三十二話 其れは哀れな子らを解放する物語
「―――っ!」
ぼんやりとして居た意識が鮮明になっていく。視界も晴れ、よく見えるようになった。
そして見た。三体に増えた『八岐大蛇』のことを。
「葛葉!」
鬼丸の声が聞こえるのと同時、三体の『八岐大蛇』が一をミハヤを葛葉を殺そうと、尻尾を振った。

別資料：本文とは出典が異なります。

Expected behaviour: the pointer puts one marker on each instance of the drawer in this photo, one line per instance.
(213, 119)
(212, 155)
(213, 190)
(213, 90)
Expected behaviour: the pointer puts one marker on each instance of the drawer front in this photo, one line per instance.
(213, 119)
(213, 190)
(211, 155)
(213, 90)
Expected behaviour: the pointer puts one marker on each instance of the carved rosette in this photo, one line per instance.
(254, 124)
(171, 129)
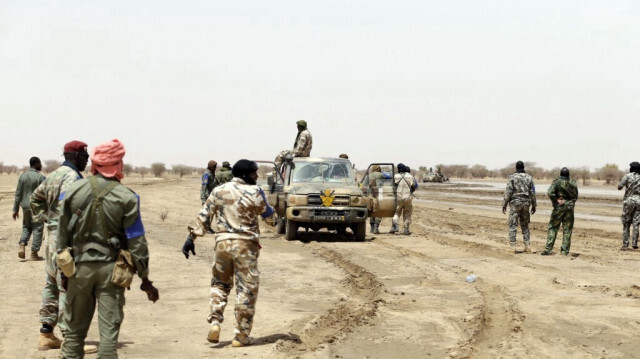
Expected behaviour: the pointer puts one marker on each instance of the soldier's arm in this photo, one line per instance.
(38, 203)
(135, 236)
(16, 202)
(203, 188)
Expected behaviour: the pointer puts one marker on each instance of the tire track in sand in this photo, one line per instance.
(495, 329)
(365, 294)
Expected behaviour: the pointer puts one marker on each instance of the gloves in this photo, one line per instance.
(152, 292)
(188, 246)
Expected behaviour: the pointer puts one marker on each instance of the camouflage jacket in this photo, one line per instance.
(237, 206)
(208, 183)
(92, 239)
(44, 200)
(563, 187)
(302, 145)
(223, 176)
(27, 183)
(632, 183)
(520, 190)
(406, 184)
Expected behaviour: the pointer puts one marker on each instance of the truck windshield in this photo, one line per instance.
(323, 172)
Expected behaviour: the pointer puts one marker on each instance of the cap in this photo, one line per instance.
(75, 146)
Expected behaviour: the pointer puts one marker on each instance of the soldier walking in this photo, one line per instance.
(301, 146)
(630, 205)
(100, 219)
(27, 183)
(208, 181)
(519, 195)
(45, 207)
(563, 194)
(406, 184)
(237, 205)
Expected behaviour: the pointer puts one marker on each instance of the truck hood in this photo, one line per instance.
(339, 189)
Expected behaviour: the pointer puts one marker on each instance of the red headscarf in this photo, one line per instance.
(106, 159)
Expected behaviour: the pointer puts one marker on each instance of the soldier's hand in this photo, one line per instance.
(152, 292)
(188, 246)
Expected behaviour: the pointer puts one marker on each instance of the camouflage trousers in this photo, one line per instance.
(28, 228)
(92, 285)
(519, 213)
(235, 259)
(404, 209)
(630, 216)
(53, 295)
(561, 215)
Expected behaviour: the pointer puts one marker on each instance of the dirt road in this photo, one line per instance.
(388, 297)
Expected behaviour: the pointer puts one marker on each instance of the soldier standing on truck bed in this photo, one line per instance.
(301, 146)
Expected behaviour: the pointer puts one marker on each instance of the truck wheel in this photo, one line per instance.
(280, 222)
(290, 230)
(359, 231)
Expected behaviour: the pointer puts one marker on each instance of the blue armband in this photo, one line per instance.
(137, 228)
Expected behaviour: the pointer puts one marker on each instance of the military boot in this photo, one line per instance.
(214, 333)
(35, 256)
(241, 341)
(48, 341)
(21, 251)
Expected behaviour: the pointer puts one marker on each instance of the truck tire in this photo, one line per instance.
(359, 231)
(290, 230)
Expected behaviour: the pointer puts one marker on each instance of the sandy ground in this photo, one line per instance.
(388, 297)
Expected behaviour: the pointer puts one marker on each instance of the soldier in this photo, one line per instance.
(44, 207)
(301, 146)
(406, 184)
(208, 180)
(376, 180)
(99, 220)
(224, 175)
(237, 205)
(630, 205)
(520, 194)
(27, 183)
(563, 194)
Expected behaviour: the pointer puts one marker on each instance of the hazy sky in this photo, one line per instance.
(419, 82)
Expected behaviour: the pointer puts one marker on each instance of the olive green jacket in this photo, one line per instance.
(93, 240)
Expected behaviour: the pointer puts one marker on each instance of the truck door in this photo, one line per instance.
(382, 196)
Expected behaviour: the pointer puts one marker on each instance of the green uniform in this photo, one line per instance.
(95, 240)
(27, 183)
(223, 176)
(208, 183)
(567, 189)
(44, 207)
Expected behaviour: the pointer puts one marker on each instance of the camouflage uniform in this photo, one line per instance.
(376, 179)
(27, 183)
(630, 207)
(236, 206)
(519, 195)
(223, 176)
(95, 254)
(208, 183)
(44, 206)
(405, 184)
(567, 189)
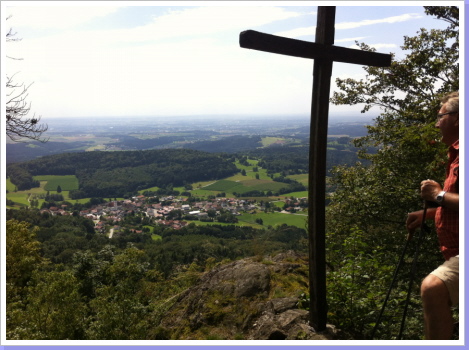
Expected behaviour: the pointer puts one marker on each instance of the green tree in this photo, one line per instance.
(121, 304)
(374, 199)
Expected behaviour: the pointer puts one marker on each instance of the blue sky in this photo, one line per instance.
(167, 58)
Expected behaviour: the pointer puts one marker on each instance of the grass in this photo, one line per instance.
(274, 219)
(66, 182)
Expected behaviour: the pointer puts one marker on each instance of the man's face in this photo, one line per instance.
(449, 126)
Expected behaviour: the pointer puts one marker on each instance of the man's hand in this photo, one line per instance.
(414, 219)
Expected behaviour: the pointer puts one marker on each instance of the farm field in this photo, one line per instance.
(66, 182)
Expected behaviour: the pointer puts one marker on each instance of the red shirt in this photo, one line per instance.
(446, 220)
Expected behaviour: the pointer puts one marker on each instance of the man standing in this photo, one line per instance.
(440, 289)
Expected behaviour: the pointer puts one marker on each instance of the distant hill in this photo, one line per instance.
(115, 174)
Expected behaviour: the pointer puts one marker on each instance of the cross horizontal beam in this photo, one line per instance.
(251, 39)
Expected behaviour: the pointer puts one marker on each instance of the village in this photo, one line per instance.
(174, 212)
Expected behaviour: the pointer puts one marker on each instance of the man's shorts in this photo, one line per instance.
(449, 274)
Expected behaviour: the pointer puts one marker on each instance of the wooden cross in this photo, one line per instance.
(324, 54)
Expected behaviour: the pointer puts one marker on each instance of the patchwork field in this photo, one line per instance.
(52, 182)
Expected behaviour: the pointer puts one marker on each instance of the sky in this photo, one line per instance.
(110, 59)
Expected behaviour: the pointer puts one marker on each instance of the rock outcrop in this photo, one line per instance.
(246, 299)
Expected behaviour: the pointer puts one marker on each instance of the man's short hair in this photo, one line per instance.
(451, 102)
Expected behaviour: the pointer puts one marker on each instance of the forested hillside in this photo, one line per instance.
(115, 174)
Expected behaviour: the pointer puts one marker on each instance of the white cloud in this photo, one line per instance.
(295, 33)
(344, 40)
(311, 31)
(58, 16)
(367, 22)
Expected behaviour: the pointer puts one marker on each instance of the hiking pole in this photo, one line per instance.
(399, 264)
(409, 237)
(423, 228)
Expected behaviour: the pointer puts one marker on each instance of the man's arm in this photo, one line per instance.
(430, 189)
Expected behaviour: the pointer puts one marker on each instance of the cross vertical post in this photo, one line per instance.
(322, 72)
(324, 54)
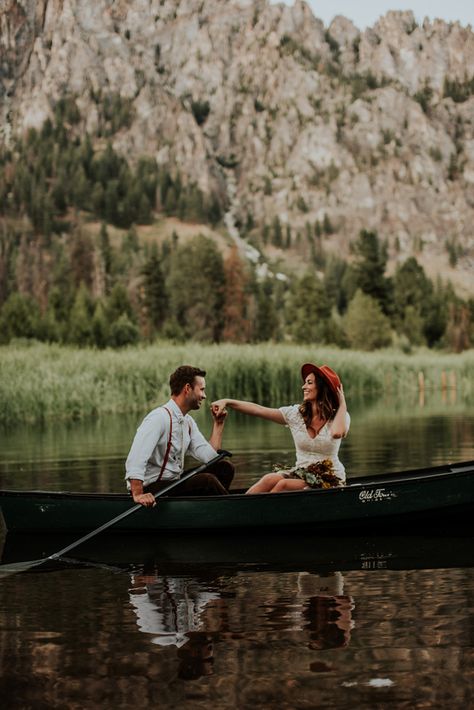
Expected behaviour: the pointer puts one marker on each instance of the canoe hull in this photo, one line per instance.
(437, 496)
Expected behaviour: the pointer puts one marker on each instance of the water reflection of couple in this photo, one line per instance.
(172, 610)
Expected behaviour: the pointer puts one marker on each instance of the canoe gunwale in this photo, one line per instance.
(413, 476)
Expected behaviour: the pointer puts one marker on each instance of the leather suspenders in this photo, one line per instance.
(168, 446)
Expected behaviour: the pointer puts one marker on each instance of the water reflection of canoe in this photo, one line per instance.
(442, 496)
(214, 554)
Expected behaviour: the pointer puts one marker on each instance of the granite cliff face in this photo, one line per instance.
(263, 104)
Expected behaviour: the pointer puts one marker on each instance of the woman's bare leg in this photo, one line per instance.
(289, 484)
(265, 484)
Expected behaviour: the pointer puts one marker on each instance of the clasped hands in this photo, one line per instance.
(218, 410)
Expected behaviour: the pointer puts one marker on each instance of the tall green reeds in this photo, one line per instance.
(40, 382)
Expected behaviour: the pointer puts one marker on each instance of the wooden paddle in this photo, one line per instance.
(23, 566)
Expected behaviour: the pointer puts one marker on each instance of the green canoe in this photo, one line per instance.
(437, 496)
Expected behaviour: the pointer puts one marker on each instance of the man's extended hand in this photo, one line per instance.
(218, 411)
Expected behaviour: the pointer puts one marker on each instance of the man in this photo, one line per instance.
(167, 434)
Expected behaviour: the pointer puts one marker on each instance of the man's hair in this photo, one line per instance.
(184, 375)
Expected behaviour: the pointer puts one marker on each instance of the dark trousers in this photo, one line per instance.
(215, 481)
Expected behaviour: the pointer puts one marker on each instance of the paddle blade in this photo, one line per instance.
(17, 567)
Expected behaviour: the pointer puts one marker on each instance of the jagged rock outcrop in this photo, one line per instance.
(374, 129)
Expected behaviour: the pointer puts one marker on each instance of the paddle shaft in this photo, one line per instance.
(136, 507)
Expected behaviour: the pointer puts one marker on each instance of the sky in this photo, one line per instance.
(364, 13)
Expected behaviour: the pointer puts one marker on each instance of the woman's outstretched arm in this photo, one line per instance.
(339, 423)
(250, 408)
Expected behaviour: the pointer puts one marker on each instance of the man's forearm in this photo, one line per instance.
(139, 496)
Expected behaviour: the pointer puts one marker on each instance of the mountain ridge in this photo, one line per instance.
(264, 106)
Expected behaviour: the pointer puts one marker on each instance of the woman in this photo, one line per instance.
(317, 427)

確実な死に、避けられない死に、武器を構える隙もなく今度こそ死を覚悟し目を瞑った。その時だった。
「―――葛葉様ッ‼︎」
ガゴンッとそんな音が鳴り響いた。
瞑って居た目を開ける、とそこには盾で尻尾を受け止める鬼化した五十鈴が居た。
「―――葛葉さん‼︎」
葛葉が唖然としていると体が引っ張られた。目を向けると切羽詰まった顔の律が居た。
「……律? どうしてここに……?」
「魔獣は倒し終わりました‼︎ あとは『八岐大蛇』だけです!」
律の指差す方、そこから無数の声が轟いた。
兵士の雄叫びが冒険者の雄叫びが。
「―――なんや、大口叩きよったくせにみっともない姿やなぁ」
「っ、アサヒ! ―――死ねぇ!」
「ちょ何してん⁉︎ 阿呆、俺ちゃうやろが‼︎」
一の下にはアサヒが、ミハヤの下には鬼丸や東兵たちが駆け付けて居た。
魔獣は倒し終わった。
だがまだ残っているのだ。
「……葛葉さん」
律が刀を抜く『八岐大蛇』を見やって葛葉に振り向いた。
「行きましょう! 『八岐大蛇』を倒して、帰りましょう! ―――みんなで!」
「・・・うん……行こう。終わらせよう」
―――長く続く泣いている子が救われない物語を―――。
「―――あぁやっと、果たされるのですね。神話は、予言は、神託は事実だった……。今日まで長かった……。あなたの子供は救われます」
巫女は涙を流しながら天を仰ぎ見た。
何千年と続いた苦痛が終わるこの日に歓喜しながら。
殺せず石化させ封印することしかできなかった先祖代々の絶望が。死屍累々の屍達が見て居た。
いつになったらあの子は救われるのだ、と。
「―――巫女様! もう、結界が持ちません‼︎ あなた様だけでも‼︎」
外で戦って居た近衛兵の一人が部屋の中に駆け付けてくる。青白い顔で、ボロボロの装備を纏って。
「……なりません。私はここで見届ける義務がある」
「巫女様……! ですが‼︎」
「戦いなさい! ここで終わらせるのです!! これは、一国が『邪竜』によって滅ぼされる物語ではないのです!」
「ぐっ……。承知、致しました……」
本気の巫女に近衛兵は引き下がるほかなかった。
「……邪竜。本来なら、彼女達をそう呼んで言い訳がないと言うのに……ッ」
巫女は窓の外を見た。真っ赤な空の下にある山を、その山と山の間で戦い続ける彼らを想い、哀れな少女を想う。
「……どうか願わくば、神のご慈悲がありますよう」
邪竜を討伐すると言うことは、終わらせることなのだ―――。